How do we answer Ivan? What do we say to the teen ager’s mother who, in fact, never wanted her cross back? (Her husband, in fact, came for it one day). What should they have said to Mary, other than “a sword will pierce your own soul, also?” Or to Jesus, for that matter, who seems only to have asked that, in the end, they stay awake with him (which they didn’t). In all of his ministry, Jesus never seemed to address the problem of suffering, or death (and they are not always the same). At least, not theologically, or in any kind of teaching. He alleviated suffering where he could, he prayed with people, he showed immense compassion, and then suffered and died like everyone else. Well, maybe. He suffered more than some have, and less than some have: there are, sadly, worse ways to go than crucifixion. Well, maybe. I suppose for God incarnate to feel forsaken by God might be something we can’t fathom. That’s the thing about the passion. It is God’s death as well as Jesus’. We know about human suffering, but what really do we know about God’s? It is easier because he’s God? Or worse, more intense, because he’s God?

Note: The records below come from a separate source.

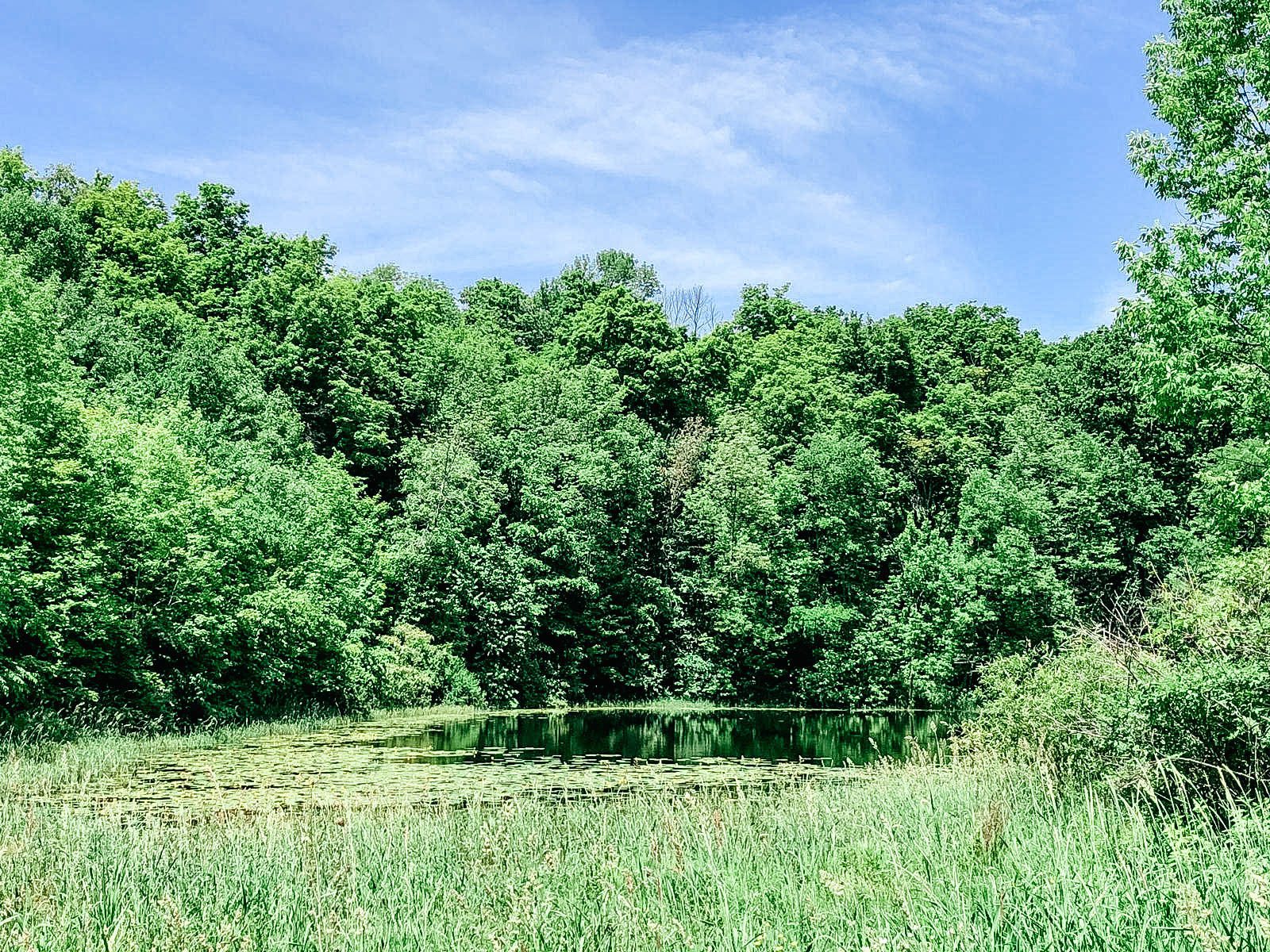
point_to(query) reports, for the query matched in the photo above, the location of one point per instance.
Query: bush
(1195, 725)
(406, 670)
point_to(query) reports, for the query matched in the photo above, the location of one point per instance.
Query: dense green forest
(237, 480)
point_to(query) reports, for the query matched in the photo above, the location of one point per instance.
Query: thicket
(235, 480)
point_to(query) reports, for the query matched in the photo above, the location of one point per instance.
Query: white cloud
(772, 152)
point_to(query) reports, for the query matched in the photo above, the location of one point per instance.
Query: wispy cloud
(764, 152)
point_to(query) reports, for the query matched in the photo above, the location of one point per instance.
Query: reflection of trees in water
(768, 735)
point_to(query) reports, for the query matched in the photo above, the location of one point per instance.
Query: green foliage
(237, 480)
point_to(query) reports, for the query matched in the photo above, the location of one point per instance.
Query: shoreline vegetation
(967, 854)
(237, 482)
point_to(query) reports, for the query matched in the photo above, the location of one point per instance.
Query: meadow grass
(916, 857)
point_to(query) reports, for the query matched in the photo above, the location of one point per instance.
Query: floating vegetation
(395, 761)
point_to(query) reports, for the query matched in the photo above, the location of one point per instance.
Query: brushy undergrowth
(930, 857)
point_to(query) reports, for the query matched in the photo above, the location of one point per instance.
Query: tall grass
(918, 857)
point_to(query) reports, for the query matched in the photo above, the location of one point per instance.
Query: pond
(433, 758)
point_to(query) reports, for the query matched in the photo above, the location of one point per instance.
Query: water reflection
(450, 758)
(639, 735)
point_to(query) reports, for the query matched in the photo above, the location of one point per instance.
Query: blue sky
(870, 154)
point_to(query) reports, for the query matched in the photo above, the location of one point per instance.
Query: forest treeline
(235, 480)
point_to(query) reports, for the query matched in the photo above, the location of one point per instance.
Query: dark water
(429, 758)
(829, 738)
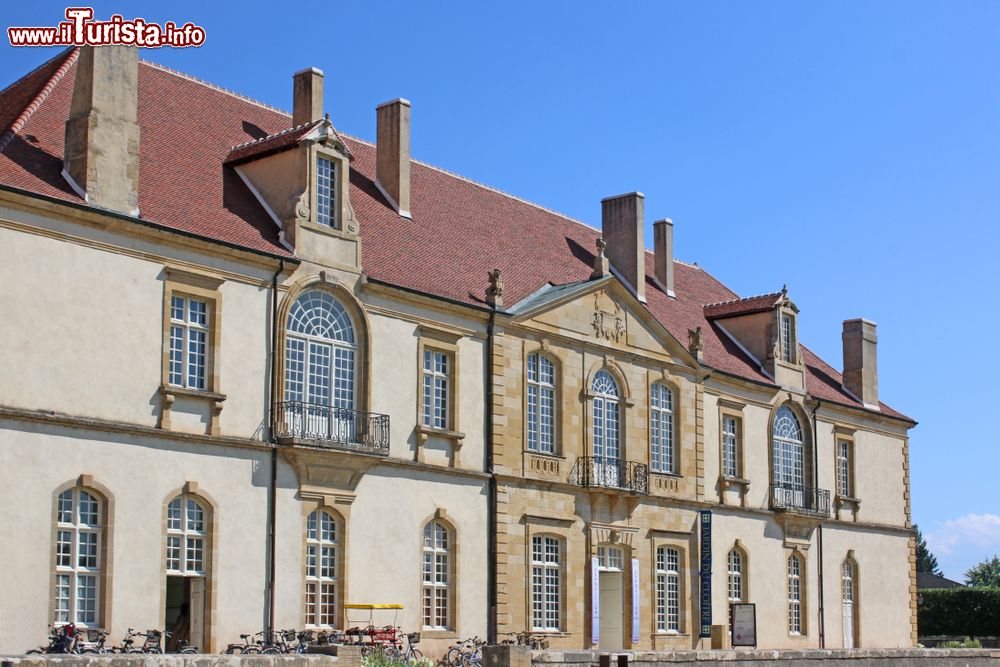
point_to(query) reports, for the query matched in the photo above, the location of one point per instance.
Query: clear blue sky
(848, 149)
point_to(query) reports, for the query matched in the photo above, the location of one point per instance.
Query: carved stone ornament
(608, 324)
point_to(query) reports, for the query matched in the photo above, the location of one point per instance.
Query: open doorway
(185, 613)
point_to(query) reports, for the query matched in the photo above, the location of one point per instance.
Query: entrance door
(612, 592)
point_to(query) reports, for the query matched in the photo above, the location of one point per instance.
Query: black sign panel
(705, 529)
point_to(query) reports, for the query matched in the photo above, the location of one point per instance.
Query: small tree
(986, 573)
(926, 562)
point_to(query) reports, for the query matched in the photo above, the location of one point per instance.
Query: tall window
(661, 429)
(321, 569)
(730, 446)
(436, 582)
(668, 590)
(787, 339)
(79, 515)
(187, 533)
(435, 382)
(844, 481)
(320, 367)
(326, 188)
(788, 451)
(736, 567)
(545, 585)
(188, 342)
(541, 404)
(794, 595)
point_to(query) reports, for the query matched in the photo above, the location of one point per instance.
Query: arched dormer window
(320, 368)
(541, 399)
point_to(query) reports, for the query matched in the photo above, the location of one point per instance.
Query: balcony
(609, 473)
(297, 422)
(800, 499)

Today, we being the death march. Jesus’ death march. God’s death march. Much has been said about Palm Sunday and its absurd, even comic nature: Zechariah has given us a king on an ass. Theologians and even the painter Rounault have given us Christ the Clown. Paul has given us a God whose wisdom is foolishness, whose Christ is a stumbling block that renders all who follow him fools for Christ. On this day, there will be references in churches across the country to April Fool’s Day, and how theologically appropriate it is that we fools for Christ shout hosanna as well follow our peasant king riding an ass. And it is appropriate. But let us get lost in neither the poetic absurdity nor the theological novelty of this day and all its images, and remember that Jesus entered into Jerusalem weeping on that donkey. Real tears, real, -here-on-this-earth-human tears: much like the tears Dostoevsky and literary greats have described, much like the tears of the woman who slammed her cross on my desk and the tears of the father who came back for it. In the end, they buried their son with her cross in his hand.  I didn’t know how to interpret that gesture, and didn’t know how to ask. Did they, in the end, suspect that God’s story WAS their story? Because this is God’s death march, because God is all in all, we walk alongside so many others in the dark march of holy week. It is not Easter. We dare not say a word about resurrection. It is not that we need to join Ivan in renouncing the higher harmony of the Easter Kingdom, but in this hour and in the week to come, we are to walk in solidarity with the ones who are tortured, the ones who are dying, the ones whose tears are yet to be redeemed in God’s heaven. We are to look upon our king’s own tear streaked face as he rides toward us and let our hosannas give way to silence and solidarity, for we must accept that the tears of God, then as now, are incomprehensible to us.

I was was there when she preached this sermon, and it was very powerful. I regularly think of this sermon, but still don’t know how to fully react.